In Accidental project management: how PMs lead when the work finds them, I wrote about what it feels like to step into responsibility before you feel ready and how many PMs underestimate the cultural impact they have.
In Why we keep creating “accidental” project managers, we looked at the organizational patterns that produce this dynamic in the first place.
And for those earlier in their journey, the Accidental PM Quick Start Guide walks through foundational habits that create stability quickly.
Our PM Squad members got even more content and tools on top of that. This panel brought those threads together. It was a chance to hear how different people arrived in this work and how they’ve learned to carry it well.
What you get inside PM Squad
Each month inside PM Squad, we focus on one leadership theme and explore it from multiple angles.
Members receive a structured playbook and a companion free guide that distills the core ideas into something practical and usable. We host a PM Squad Conversation — a live, community-driven session where members bring real questions and situations into the room. We also host a PM Squad Live event. Some months that’s a keynote. Some months it’s a panel like this one. Every session is recorded and shared with members.
In between, there are members-only blog posts, tool drops, and video content designed to reinforce the theme and keep the conversation moving. It’s not a one-touch experience. It’s a steady rhythm. Most weeks, something thoughtful is landing in your inbox. Andthe best part? There's no pressure to keep up.
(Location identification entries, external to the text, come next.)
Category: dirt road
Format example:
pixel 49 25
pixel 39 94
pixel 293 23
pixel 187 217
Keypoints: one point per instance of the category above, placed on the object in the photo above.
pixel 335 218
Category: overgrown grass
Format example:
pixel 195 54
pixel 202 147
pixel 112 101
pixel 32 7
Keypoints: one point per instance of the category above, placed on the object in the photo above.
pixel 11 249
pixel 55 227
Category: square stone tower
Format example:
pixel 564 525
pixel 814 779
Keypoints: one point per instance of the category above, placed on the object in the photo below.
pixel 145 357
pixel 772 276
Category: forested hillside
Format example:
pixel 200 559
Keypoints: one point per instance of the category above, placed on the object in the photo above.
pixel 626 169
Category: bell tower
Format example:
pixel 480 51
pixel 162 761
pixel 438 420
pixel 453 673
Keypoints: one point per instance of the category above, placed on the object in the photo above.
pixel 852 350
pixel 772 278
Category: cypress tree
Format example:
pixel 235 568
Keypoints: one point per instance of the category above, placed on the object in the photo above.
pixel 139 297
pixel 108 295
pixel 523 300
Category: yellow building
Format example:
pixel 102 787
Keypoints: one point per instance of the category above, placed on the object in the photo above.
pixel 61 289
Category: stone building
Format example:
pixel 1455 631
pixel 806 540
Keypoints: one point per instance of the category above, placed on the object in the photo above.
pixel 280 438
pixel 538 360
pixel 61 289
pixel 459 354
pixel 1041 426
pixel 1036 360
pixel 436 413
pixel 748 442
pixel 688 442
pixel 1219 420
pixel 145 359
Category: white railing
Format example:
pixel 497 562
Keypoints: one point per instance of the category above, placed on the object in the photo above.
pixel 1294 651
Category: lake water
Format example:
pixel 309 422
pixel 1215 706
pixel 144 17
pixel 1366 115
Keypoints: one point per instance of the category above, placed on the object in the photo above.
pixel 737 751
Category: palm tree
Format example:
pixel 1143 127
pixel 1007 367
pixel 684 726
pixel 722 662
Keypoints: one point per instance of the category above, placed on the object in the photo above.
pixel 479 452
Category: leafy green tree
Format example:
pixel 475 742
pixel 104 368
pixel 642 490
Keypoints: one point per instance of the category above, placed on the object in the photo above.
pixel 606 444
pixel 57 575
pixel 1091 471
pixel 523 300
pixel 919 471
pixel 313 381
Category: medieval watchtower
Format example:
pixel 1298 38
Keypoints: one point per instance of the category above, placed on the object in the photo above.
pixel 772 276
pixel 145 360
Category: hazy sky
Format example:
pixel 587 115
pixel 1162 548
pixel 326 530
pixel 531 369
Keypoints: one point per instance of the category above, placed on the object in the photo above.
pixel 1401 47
Once you join, you gain access to all content, including live event recordings.
The goal isn’t to flood you with material. It’s to help you think about project management differently — to sharpen your judgment, expand your awareness, and build confidence in the human side of this work.
Next month, we shift into a new theme focused on AI. Not from a hype perspective, and not as a replacement for human leadership, but as a tool that changes how we work and how we think about responsibility, creativity, and decision-making.
If you want to be part of a community that takes this work seriously — and approaches it with curiosity and depth — join the PM Squad here
T L ; D R - We closed out this month inside PM Squad with a live panel on accidental project management — the reality that most of us stepped into this role because something needed structure.
The heart of the conversation: beyond scope and timelines, this job requires constant attention to how people behave inside systems. That judgment isn’t taught in a template. It’s built through messy projects, honest conversations, and reflection.
This panel pulled together everything we explored this month and reminded us that accidental PMs are often carrying more leadership than they realize.